Open MarkMenagie opened 4 months ago
Was also trying out this library and had a quick look. I still get results if I use the find_past
flag, but otherwise not. To me it seems the issue is that Funda changed their CSS, because on new pages I cannot find the CSS selectors specified in config.yaml. I also noticed that on new Funda entries the ?old_ldp query parameter no longer works on new pages (I'm not sure what it means though, is it documented anywhere?). Older entries that are by now sold redirect to koop/verkocht/
pages that still have the old CSS selectors, which would explain the inconsistent results.
I see a workaround/temporary fix was recently implemented in #41 by @mpgreg that added the ?old_ldp
query param, but it seems luck has already run out.
And the link https://www.funda.nl/huur/amsterdam/appartement-43547656-jan-van-zutphenstraat-75/?old_ldp=true
redirects to https://www.funda.nl/detail/huur/amsterdam/appartement-jan-van-zutphenstraat-75/43547656/
which doesn't have the old CSS selectors.
When will this be solved?

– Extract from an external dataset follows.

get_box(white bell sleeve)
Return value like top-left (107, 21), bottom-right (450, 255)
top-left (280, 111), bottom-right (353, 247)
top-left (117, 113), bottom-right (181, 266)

Im missing a lot of data now.
I made a patch here, feel free to pull: https://github.com/whchien/funda-scraper/pull/50
Many thanks for creating this patch! For me the patch doesn't seem to work. Not sure whether I correctly applied it: I pulled the code from the repo and only changed the config.yaml file. There is a difference in that the scraper now does recognise the selling price, but the other fields are not captured. Any ideas what could cause that? Perhaps the funda CSS has changed again?
Since yesterday evening scraper.run() results in an empty dataframe, despite that the code finds and fetches new links. When debugging I notice that self.raw_df is being filled with NA values within the scrape_pages function. It did work before, so did something change on the website or is this just me?